Con la entrada de año también comienza la recta final de la carrera a los Oscars. Los globos de Oro, que acaban de ser entregados, no han dejado indiferentes. Una buena noticia es que la cinta de Woody Allen sobre la ciudad condal, ha ganado el premio a la mejor comedia, aunque sus actores,(Bardem y Cruz) que optaban a los premios de mejor secundario en sus distintas categorías, se vinieron de vacía a casa.
En un año que, en mi opinión, no esta dejando grandes títulos para la posteridad, sí se está viendo que los estudios de cine han decidido apostar claramente por las grandes producciones. Ahí está Walt Disney y su campaña para que Wall-E sea nominada a mejor película, un honor nunca alcanzado hasta ahora por una cinta animada. O Warner Brothers, que está dándolo todo por Batman: el caballero de la oscuridad, con el fallecido Heath Ledger a la cabeza en las quinielas a mejor actor de reparto. Paramount, por su parte, se unirá al grupo con Iron Man junto con su actor Robert Downey Jr.

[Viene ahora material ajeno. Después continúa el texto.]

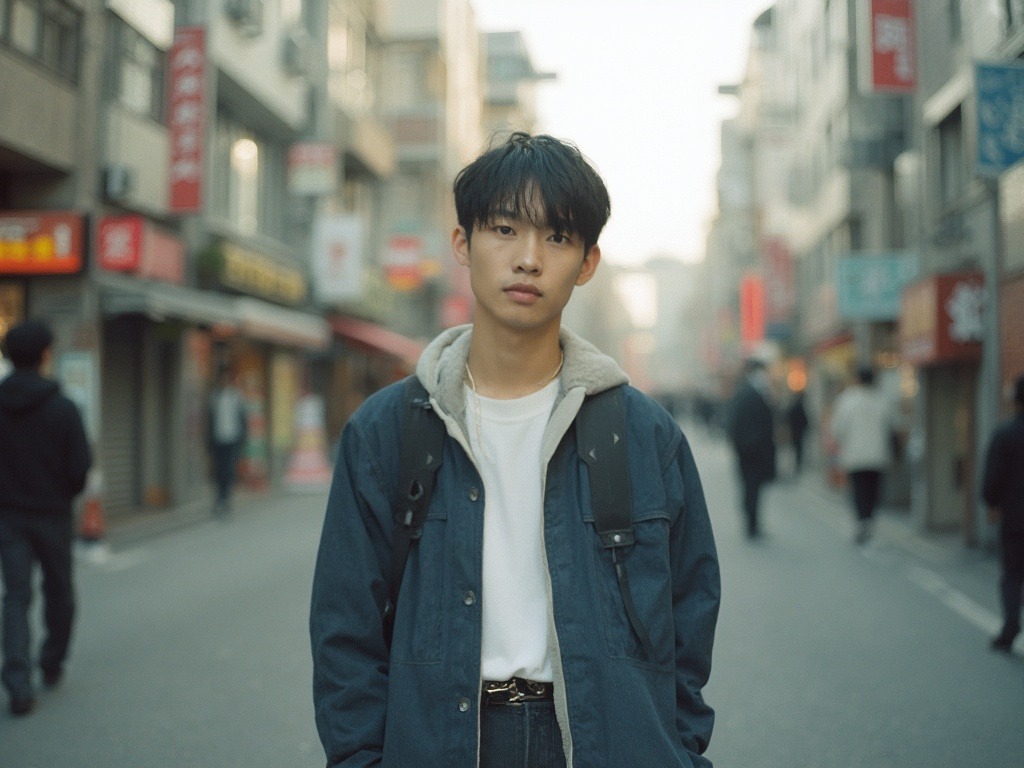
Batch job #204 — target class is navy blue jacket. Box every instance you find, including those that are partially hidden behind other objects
[310,329,720,768]
[981,414,1024,531]
[0,370,92,515]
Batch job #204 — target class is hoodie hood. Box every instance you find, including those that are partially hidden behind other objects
[0,371,60,413]
[416,325,630,424]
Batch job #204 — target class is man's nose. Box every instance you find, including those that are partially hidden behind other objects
[516,236,544,272]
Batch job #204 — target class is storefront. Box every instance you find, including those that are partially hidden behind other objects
[900,272,984,545]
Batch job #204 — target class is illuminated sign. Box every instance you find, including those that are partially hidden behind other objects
[0,211,85,274]
[167,27,206,213]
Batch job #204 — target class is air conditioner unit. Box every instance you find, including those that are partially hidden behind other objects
[103,165,135,202]
[224,0,263,37]
[282,27,310,76]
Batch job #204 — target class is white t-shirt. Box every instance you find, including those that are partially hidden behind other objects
[465,380,558,682]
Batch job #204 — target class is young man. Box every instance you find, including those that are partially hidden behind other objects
[0,321,92,716]
[310,133,720,768]
[981,376,1024,653]
[726,357,775,539]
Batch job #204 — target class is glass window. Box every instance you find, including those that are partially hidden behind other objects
[117,22,164,121]
[213,115,268,234]
[39,0,79,80]
[10,0,39,56]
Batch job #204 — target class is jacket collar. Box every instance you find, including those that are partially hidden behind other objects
[416,325,629,423]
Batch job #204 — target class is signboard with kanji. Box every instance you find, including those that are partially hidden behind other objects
[167,27,206,213]
[975,62,1024,177]
[0,211,85,275]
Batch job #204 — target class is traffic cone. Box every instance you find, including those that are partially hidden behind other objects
[78,470,111,561]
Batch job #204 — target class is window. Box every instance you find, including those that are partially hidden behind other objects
[946,0,964,43]
[1005,0,1024,32]
[0,0,82,82]
[114,19,164,122]
[938,106,966,207]
[10,0,39,56]
[213,115,267,234]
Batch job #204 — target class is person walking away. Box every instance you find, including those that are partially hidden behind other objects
[785,390,810,477]
[726,358,776,539]
[209,368,249,517]
[981,376,1024,653]
[829,367,898,544]
[309,133,720,768]
[0,321,92,716]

Después del año pasado, cuando el cine independiente triunfó con títulos como No es país para viejos o Pozos de ambición, esta vez los estudios quieren poner éxitos de taquilla a la carrera y recuperar el protagonismo perdido en la última edición. Además, los recortes en la división de cine independiente también ha ayudado a este giro comercial al que tan acostumbrados nos tienen los Oscars, donde parece que se que el cine independiente y el comercial tengan una suerte de sistema de alternancia política como en los tiempos de la Restauración.